Album Review: Howlin’ Rain – The Russian Wilds


Mountain. Led Zeppelin. AC/DC. These are bands that made us aware that the guitar can be the centerpiece of a band. Sure, the lead singer is vital to a band’s survival, but there’s something special about a band that is equal parts vocal and raging guitar. When Mountain exploded onto the scene with “Mississippi Queen,” the world took notice. When the opening riff roared out of your speakers, and you were instantly hooked even though at the time that heavy sound had barely been experimented with.

Here were are now 40 years later and our own guitar centric revolution is taking place. Of course, now we refer the genre as classic rock and Howlin’ Rain is making a case to be at the center of that revolution.

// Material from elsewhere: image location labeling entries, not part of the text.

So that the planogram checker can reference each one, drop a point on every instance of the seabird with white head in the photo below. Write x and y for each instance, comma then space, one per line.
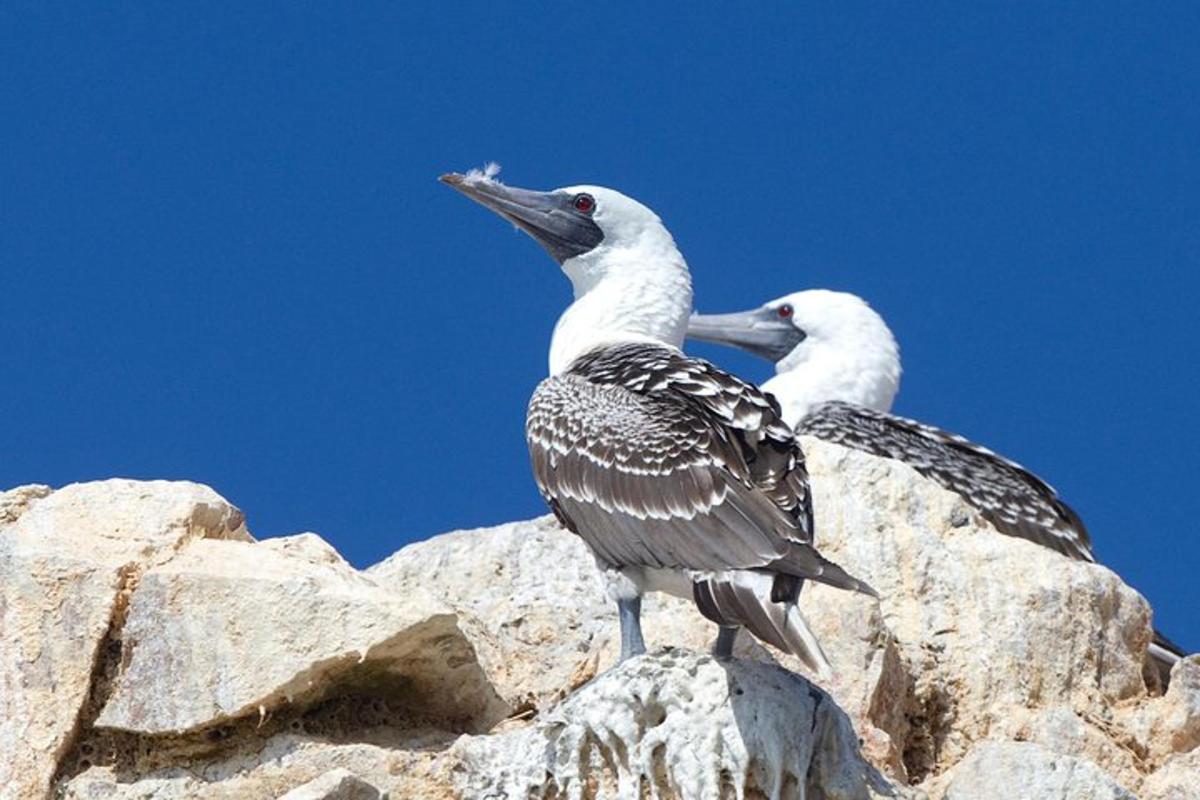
679, 476
837, 373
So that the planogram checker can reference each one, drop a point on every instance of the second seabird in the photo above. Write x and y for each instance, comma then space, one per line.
679, 476
838, 370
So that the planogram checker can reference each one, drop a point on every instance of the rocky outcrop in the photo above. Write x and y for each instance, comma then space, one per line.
153, 649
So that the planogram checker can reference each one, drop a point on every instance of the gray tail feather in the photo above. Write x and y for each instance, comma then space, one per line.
742, 597
1165, 654
804, 561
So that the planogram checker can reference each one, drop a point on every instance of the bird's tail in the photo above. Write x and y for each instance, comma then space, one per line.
1165, 654
743, 599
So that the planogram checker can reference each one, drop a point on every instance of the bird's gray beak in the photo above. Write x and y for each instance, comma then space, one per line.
760, 331
547, 216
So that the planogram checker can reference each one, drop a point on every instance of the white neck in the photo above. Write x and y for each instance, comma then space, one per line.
641, 293
862, 370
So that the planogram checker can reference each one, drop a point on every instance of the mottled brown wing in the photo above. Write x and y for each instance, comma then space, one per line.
1014, 500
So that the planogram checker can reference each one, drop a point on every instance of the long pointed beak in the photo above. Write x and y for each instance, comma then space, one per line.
760, 331
546, 216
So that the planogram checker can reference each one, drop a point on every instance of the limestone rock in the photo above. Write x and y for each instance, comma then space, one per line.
1170, 723
67, 561
1015, 769
334, 785
1179, 779
988, 625
679, 725
150, 649
557, 629
233, 629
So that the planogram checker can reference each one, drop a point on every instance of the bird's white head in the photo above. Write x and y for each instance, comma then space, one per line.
826, 346
631, 282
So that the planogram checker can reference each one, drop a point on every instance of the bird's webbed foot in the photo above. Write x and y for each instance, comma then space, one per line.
723, 649
629, 611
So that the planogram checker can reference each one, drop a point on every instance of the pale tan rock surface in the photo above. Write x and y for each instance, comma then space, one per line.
202, 665
679, 725
229, 629
67, 561
1179, 779
334, 785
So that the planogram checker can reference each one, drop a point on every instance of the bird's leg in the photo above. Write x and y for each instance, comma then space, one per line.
723, 649
629, 609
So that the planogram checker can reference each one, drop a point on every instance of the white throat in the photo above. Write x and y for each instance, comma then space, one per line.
640, 292
851, 358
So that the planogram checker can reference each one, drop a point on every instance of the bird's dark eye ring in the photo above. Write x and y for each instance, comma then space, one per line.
585, 203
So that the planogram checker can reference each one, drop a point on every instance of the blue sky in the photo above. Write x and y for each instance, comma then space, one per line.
226, 258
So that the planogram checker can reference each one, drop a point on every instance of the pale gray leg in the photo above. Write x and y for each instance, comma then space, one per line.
629, 609
726, 635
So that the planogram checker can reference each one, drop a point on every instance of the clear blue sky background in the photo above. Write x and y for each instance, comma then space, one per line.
225, 257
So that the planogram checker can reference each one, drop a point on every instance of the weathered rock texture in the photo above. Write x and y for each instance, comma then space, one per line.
149, 648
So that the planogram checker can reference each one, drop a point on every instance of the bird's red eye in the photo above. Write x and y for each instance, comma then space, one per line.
585, 203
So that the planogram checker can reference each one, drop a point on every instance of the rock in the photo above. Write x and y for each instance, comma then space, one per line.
334, 785
264, 769
1179, 779
534, 584
1014, 769
69, 560
150, 649
226, 630
1170, 723
679, 725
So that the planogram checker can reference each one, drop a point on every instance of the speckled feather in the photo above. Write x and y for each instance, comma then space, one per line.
1014, 500
659, 459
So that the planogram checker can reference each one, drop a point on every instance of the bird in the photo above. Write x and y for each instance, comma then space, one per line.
679, 476
837, 374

Unlike bands like the Black Keys, Howlin’ Rain is infused with long solos at the core of their anthemic songs. Lead singer Ethan Miller, who has a similar vocal style to Soundgarden’s Chris Cornell, is strongly influenced by the aforementioned ‘70s bands.

What sets this album apart from their earlier work is that Rick Rubin is handling the production duties. It seems Rubin has been taking an interest in the indie rock scene over the past couple of years far more than in his early days when he discovered acts like the Beastie Boys, LL Cool J and The Black Crowes. In 2009, he produced the Avett Brothers album I and Love and You, which was their major label debut and widely considered their best album to date. With songs that flow in and out of genres while not specifically staying to one tried and true style Howlin’ Rain show their devotion to no one musical God except perhaps the mighty guitar.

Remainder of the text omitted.